Extend SAGA to the cloud for distributed transactions

Posted by André on 2024-02-27.

In 2017 I wrote an article on managing transactions in the cloud [1], that described common patterns to achieve consistency across multiple components and Microservices. The world has moved on, and I have worked on an IBM Academy of Technology study on how to achieve transactional semantics with Microservices. Of this I want to report here.

Note: this article has originally been published on IBM's architecture website end of 2020, and is here republished within IBM's publishing guidelines.

Transactions so far

Transactional consistency is an important property of a system, whether that system is a financial transaction, a web-based shopping application, or a travel reservation system. There are serveral common patterns for achieving transactional consistency across components. In these Patterns, you can see two main approaches:

Use a classical programming model and let a transactional infrastructure manage everything that is "behind the scenes". This approach helps developers to concentrate on the business operation.
Separate the business operation into two or three suboperations with an intermediary state in between. This approach requires that the developers know how to seaprate a business operation to first create and then resolve - in either direction - an intermediary state.

One example of the first approach is teh classical two-phase-commit transaction. However, in the cloud or across microservices, two-phase-commit has certain drawbacks. The main example of the second approach is the SAGA.

Shortcomings of traditional solutions

SAGAs are a standard solution to achieve consistency across microservices. SAGAs are driven by either a central orchestrator that handles the workflow of the operations and the transaction state or be event-driven SAGAs. One shortcoming of event-driven SAGAs is the lack of a central infrastructure.

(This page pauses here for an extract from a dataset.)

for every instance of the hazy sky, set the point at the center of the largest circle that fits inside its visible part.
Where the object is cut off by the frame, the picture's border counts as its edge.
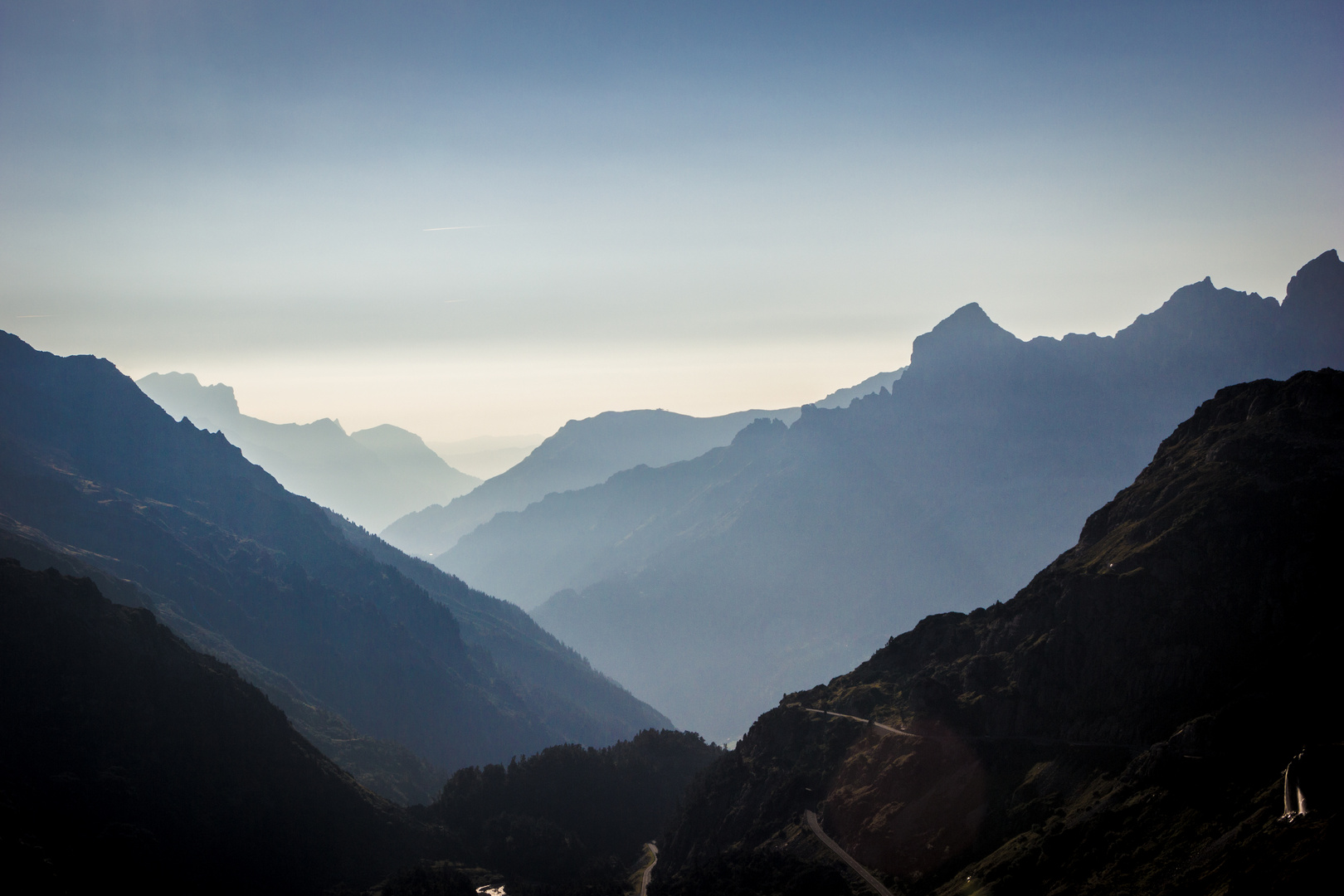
(488, 218)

Solutions like SAGAs that have a "know-it-all" orchestrator can present scalability issues. Choreography approaches that use messaging can be hard to manage. In two-phase commit solutions, heuristic situations can appear. This solution assumes that a specific outcome of a transaction occurs on timeout. This assumption might be safe in a controlled environment, but in many situations, it can result in inconsistencies that are difficult to resolve.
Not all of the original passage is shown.